Type of Decision Tree

ID3 Information gain
C4.5 Information gain normalized by entropy(split info).
CART

Entropy

To measure how informative a distribution is. The formula is as follows: $\text{Entropy} = - \sum p log p$ Here, the logarithm is based on a base of two. The greater the entropy is, the less informative the distribution is. For example:

P(tail) = 0.5  P(tail) = 0.5  entropy = 1
P(tail) = 1    P(tail) = 0    entropy =

We assume 0log 0 = 0 in the calculation

Information gain

Suppose we get a table having columns: race, income, label

We calculate the base information(entropy): Info(label) = entropy(p_yes, p_no)

We calculate the information associated with an attribute. Info(race) = p_black * entropy(p_yes, p_no | black) + p_white * entropy(p_yes, p_no | white) Here, p_black means the proportion of the black attribute

And we can calculate the information gain by: Gain(race) = Info(label) - Info(race)

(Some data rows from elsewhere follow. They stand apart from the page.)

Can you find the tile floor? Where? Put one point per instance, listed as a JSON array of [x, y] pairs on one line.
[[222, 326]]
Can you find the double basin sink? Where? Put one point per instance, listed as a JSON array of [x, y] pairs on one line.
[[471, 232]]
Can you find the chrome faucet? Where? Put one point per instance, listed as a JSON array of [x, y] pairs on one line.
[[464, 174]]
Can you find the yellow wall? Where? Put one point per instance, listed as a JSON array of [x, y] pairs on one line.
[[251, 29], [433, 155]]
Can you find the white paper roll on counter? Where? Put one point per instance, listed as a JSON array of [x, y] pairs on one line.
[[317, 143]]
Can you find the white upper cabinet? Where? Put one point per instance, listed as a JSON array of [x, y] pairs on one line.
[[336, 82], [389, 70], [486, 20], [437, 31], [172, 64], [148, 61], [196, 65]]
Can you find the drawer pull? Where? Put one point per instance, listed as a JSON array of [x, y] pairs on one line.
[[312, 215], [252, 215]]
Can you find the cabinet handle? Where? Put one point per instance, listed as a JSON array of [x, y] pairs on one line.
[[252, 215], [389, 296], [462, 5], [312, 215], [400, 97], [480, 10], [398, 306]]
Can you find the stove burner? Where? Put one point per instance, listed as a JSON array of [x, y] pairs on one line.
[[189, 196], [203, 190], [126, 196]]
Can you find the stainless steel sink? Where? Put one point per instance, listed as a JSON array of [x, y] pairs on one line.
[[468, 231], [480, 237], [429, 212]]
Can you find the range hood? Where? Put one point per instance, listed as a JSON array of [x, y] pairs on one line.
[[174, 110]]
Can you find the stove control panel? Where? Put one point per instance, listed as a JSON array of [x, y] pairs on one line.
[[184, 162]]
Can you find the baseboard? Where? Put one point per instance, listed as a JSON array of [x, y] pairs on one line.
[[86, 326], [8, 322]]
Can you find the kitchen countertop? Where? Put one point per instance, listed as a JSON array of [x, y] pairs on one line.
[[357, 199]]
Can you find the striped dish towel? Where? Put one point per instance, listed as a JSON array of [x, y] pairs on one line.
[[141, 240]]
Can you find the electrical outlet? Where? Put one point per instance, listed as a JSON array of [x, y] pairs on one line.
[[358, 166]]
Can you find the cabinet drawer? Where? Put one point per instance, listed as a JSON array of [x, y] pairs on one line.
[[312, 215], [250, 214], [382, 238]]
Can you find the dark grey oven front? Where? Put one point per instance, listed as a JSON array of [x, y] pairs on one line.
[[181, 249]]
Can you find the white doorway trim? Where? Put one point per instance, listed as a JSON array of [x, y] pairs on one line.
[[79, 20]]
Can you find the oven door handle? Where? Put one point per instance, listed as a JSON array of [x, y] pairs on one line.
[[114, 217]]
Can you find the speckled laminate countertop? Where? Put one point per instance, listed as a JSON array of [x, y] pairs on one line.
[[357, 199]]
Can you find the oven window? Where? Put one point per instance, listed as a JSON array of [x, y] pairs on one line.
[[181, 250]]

We should choose the one with the greatest gain.

C4.5

We use a new measurement: Gain(race) = Info(label) - Info(race) / entropy(race)

Comparison with ID3

ID3 tends to choose the attributes with more values. C4.5 tries to penalize attributes with more values.

CART

It uses gini index to calculate the Info. gini(p_i, …) = 1 - \sum p_i^2 Info(label) = gini(p_yes, p_no) Info(white) = gini(p_yes, p_no | white) Info(black) = gini(p_yes, p_no | black) Info(race) = p_black * Info(black) + p_white * Info(white) Gain(race) = Info(label) - Info(race)

Intuition of Gini

Suppose we get two kinds of balls: x and y. The probability of picking x is p_x, and correspondingly p_y. The probability of taking two balls of different kinds is: 1 - P_x^2 - P_y^2.